Last night, Ann was reminiscing about how things were when she was young. She was talking about how coffee was made. As the pot brewed, the conversations she shared with her family brewed as well. There was no rush.
She grew up in Michigan and often talks of the way things used to be. Over the years, she has filled me in on a lot of her family life and news. It is obvious that her family is where her heart is. She smiles as she speaks of her mom and dad, her siblings, of snowy months in Detroit, of her dad's hard work at the factory, of Christmases, birthdays, anniversaries, the small shops -- in short, the warm memories of a bygone era.
She has showed me old photographs from those days. Most of the people have passed on. She cherishes the photos, and has kept up the habit of taking pictures of her grandchildren.
We spend a good part of our day here trying to get a handle on the reality or truth of God. It is, I suppose, a lofty endeavor. I really do not know how far we get, how successful we ever are in catching the tail of the divine as it moves through this life.
But every now and then I am taken aback. I find myself jolted by a revelation that has something to do with dinner chats and slowly brewing coffee on a long-gone stove. We gather in a beautiful church, chanting psalms in the hope of catching the ear of God, and I at times realize that God comes to us with the aroma of coffee, with the slow burn that is life, with the very ordinary things that capture our hearts in the daily routines of human life.
When Anthony tells me about his youth, I love to listen to him. I am not thinking about God then, as Anthony tells me different and charming things about his early years. It is only later that I realize that in the truth of who he was as he was growing up, there is a truth of God, as well.

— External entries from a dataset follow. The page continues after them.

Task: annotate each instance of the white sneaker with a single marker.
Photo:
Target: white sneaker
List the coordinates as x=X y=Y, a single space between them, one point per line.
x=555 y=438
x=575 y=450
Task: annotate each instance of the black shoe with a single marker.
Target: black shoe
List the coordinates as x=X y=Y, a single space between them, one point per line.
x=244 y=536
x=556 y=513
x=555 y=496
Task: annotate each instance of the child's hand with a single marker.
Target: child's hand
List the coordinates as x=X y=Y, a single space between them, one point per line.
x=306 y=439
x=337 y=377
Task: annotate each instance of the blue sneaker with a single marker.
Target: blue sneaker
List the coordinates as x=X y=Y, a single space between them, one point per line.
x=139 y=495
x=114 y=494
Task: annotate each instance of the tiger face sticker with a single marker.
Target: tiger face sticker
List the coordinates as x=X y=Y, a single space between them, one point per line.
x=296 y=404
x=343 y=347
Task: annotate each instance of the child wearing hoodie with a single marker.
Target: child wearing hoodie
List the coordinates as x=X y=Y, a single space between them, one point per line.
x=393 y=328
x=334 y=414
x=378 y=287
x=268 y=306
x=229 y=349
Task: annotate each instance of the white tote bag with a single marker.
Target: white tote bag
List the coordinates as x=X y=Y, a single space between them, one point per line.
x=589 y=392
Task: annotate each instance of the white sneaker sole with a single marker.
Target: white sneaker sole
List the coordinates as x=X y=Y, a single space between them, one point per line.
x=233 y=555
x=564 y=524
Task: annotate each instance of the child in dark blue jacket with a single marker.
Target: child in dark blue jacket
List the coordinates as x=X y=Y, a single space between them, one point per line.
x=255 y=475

It is as if we cannot concentrate on God while at the same time listen to each other, remember with each other, over a good meal and a few cups of coffee.
I have often heard some of the monks say that it is possible to find God alone in meditation. Maybe I have had that experience but, honestly, it is not all that clear to me. My mind wanders. And come dinner time, we say grace and I can smell the coffee.
We move into the kitchen, having said our brief prayer, and then the ordinariness resumes. I must say it is as beautiful as it is ordinary.
Anthony bows his head when he says the words of grace. Last night, I watched him at the table, as he sliced and orange and spoke. His head was bowed just a bit.
Anne chimed in about the coffee, and how good things were, she said.
Now I think to myself, yes, how good things are. Life is a revelatory mystery, alive with the presence of God, the slow burning lover who seeps into a little kitchen where the coffee is brewed and memories are warmly spoken.